Points of Sale

4/13/2016

Are you optimistic about the way things are going?

Not quite as much as a year ago, according to results of Progressive Grocer’s 83rd Annual Report of the Grocery Industry, which gauges the temperature of the nation’s retail food climate, courtesy of the direct input of retail executives charting the prevailing trends.

In 2015, just about half of the retail executives responding to our exclusive survey said they were more optimistic about the retail climate versus a year earlier, with about one-fifth expressing less optimism. This year, there was a fairly even three-way split among bad, good and indifferent attitudes regarding the retail food tempo.

The most trying factors singled out as weighing most heavily on our executive survey participants’ minds were perennial retail industry hot buttons: wages and benefits, data security, and price increases, all of which are taking a toll on retailers’ outlooks for the months ahead. The tepid mood also suggests that the competitive landscape shows no signs of leveling out as the omnichannel environment continues to evolve.

Conversely, this year’s results simultaneously depict an increasing focus on remaining relevant with more sophisticated customer relationship marketing tactics, greater emphasis on prepared foods, and more dedicated community outreach as key factors in making brands unique and loyalty-inspiring.

A closer look at these statistics — and many more — unfolds on the following pages, underscoring both the expected and unexpected changes unfolding across the industry. New to this year’s report is a more user-friendly, visually enhanced treatment of some of the hottest industry trends and issues, such as leading advertising, marketing and engagement tactics; most valuable merchandising schemes; most productive uses of capital investments; most effective ways grocers are connecting with consumers; and most impactful store departments and services.

Amid an active arena of mergers and acquisitions over the past year, grocery’s brick-and-mortar business is relatively flat — overall sales rose only 1.7 percent at supermarkets with sales of at least $2 million, with an overall net increase in store count of just less than 300.

Retail execs probed in this year’s study were also gradually picking up on ways to enhance the physical store with digital, from shopping apps to click-and-collect, both of which are essential to the future of traditional grocers, along with specialized services designed to meet shopper needs.

It’s a trend that continues to expand with newer players like San Francisco-based Instacart, which is steadily expanding its delivery service into new markets, and traditional retailer powerhouses like The Kroger Co., in Cincinnati, which is testing online ordering programs and its “endless aisle” offerings. Hybrid alliances are also popping up with smaller regional grocers, such as Seattle-based PCC Natural Markets, which had an existing alliance with Instacart, but took its digital offering one step further through a dual-delivery option including Amazon’s Prime Now one- or two-hour delivery service for PCC’s local, organic, sustainably sourced food.

Consequently, it’s understandable that grocery executives’ “cautious optimism” is growing even more guarded, as costs and regulations make delivering on brand promises more challenging in a cutthroat multichannel world.
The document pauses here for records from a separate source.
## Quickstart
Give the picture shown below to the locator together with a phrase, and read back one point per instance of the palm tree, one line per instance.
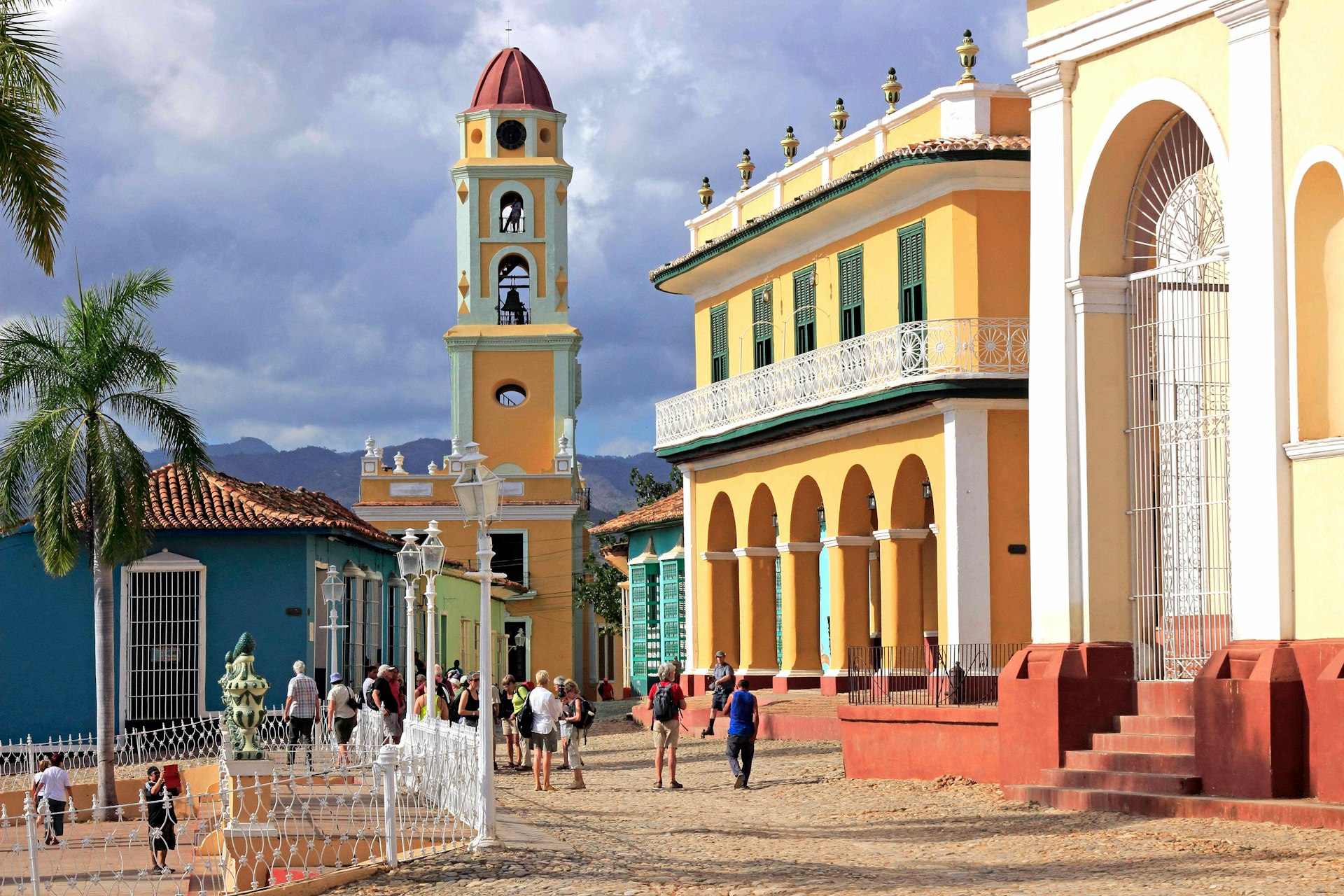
(71, 466)
(31, 188)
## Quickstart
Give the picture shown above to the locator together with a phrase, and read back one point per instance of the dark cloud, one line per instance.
(288, 163)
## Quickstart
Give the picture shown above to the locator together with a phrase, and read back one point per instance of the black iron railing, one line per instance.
(929, 675)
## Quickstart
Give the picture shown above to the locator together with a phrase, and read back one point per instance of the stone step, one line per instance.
(1155, 763)
(1123, 780)
(1166, 697)
(1145, 743)
(1301, 813)
(1155, 724)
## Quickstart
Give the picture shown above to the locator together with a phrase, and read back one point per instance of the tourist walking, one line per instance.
(162, 818)
(667, 701)
(546, 713)
(470, 704)
(571, 713)
(52, 783)
(302, 706)
(342, 715)
(524, 742)
(510, 729)
(743, 713)
(722, 679)
(391, 704)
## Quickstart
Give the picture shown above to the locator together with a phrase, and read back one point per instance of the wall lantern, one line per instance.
(790, 147)
(891, 90)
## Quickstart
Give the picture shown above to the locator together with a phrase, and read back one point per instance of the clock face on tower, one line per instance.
(511, 134)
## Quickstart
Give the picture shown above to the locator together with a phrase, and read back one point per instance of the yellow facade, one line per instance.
(819, 514)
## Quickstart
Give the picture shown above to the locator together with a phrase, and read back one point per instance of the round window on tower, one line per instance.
(511, 396)
(511, 134)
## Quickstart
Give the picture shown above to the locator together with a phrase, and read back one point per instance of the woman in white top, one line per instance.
(546, 711)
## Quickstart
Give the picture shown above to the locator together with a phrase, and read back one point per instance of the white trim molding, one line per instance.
(1315, 449)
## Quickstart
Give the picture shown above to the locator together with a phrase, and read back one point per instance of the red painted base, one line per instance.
(920, 742)
(784, 684)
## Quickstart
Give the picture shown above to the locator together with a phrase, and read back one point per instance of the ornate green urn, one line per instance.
(244, 695)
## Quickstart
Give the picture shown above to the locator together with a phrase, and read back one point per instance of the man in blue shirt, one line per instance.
(743, 720)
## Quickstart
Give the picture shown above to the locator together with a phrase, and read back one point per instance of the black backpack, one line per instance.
(588, 713)
(523, 719)
(664, 707)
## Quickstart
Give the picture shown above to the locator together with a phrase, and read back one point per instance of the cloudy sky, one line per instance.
(286, 162)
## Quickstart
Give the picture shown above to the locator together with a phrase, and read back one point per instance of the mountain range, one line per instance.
(336, 473)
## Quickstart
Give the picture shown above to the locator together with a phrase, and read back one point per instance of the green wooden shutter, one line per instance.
(851, 293)
(762, 326)
(911, 255)
(804, 311)
(720, 343)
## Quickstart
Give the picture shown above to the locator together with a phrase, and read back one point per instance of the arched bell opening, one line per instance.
(515, 290)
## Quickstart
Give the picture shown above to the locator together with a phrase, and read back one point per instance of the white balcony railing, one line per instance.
(921, 351)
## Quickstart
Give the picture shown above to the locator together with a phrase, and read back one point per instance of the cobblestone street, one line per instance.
(804, 830)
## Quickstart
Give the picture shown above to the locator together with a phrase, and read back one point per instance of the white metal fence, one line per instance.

BATTLING THE FORMIDABLE FOES

While the federal minimum wage debate has long been a hot button with supermarket executives, the issue has become especially thorny in the past 12 months amid a nationwide push to raise federal and state minimum wages, as well as hourly wage hikes recently implemented by some of the industry’s largest players. Following Bentonville, Ark.-based Wal-Mart Stores Inc.’s recent phased-in wage increases to $13.38 an hour for the average full-time hourly worker and $10.58 an hour for part-timers, Costco followed suit, raising minimum wages by $1.50. The Issaquah, Wash.-based club store retailer’s lowest hourly wages are now $13–$13.50 an hour, up from the previous $11.50–$12 an hour.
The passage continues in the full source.